The Bulgarian put 21 aces on his younger opponent, but could not crack his indomitable spirit, and said later of Tiafoe, “It’s so nice to see somebody new, somebody fresh. Everybody in the locker room likes him, everybody is laughing. He’s going to be amazing. He can only get better.”
Tiafoe, the son of immigrants who fled war-torn Sierra Leone before he was born, lived for the first 11 years of his life on the premises of the tennis centre outside Washington DC where his father worked – and where he found tennis. He acknowledges the game has changed his life, and that of his family.
“It’s crazy, man. The beginning of my career, I was playing for them, trying to do everything for my family. I have put them in a great place. Now I’m trying to do it for me. In March, 2017, I bought a house in Maryland for my mom. My dad is in an apartment in Orlando. I didn’t want to go to college. I knew that from a young age. I wanted it and I’m doing it.”
He gets to do it again on Tuesday, against Rafael Nadal in the quarter-finals of a slam.
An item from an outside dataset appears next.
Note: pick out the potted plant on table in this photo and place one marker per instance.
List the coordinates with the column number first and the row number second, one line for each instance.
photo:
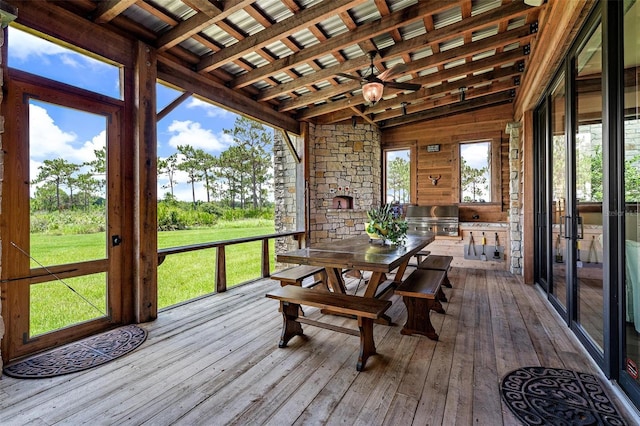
column 386, row 225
The Spaniard threatened to blow Tomas Berdych away in record time before settling for a grinding finish, to win 6-0, 6-1, 7-6 (4), and said later of Tiafoe, “He has everything. He’s quick. He serves well. Very quick forehand. He’s a very dynamic player, aggressive, dangerous. He’s in the quarter-finals. He has won some great matches. It’s going to be a tough one.”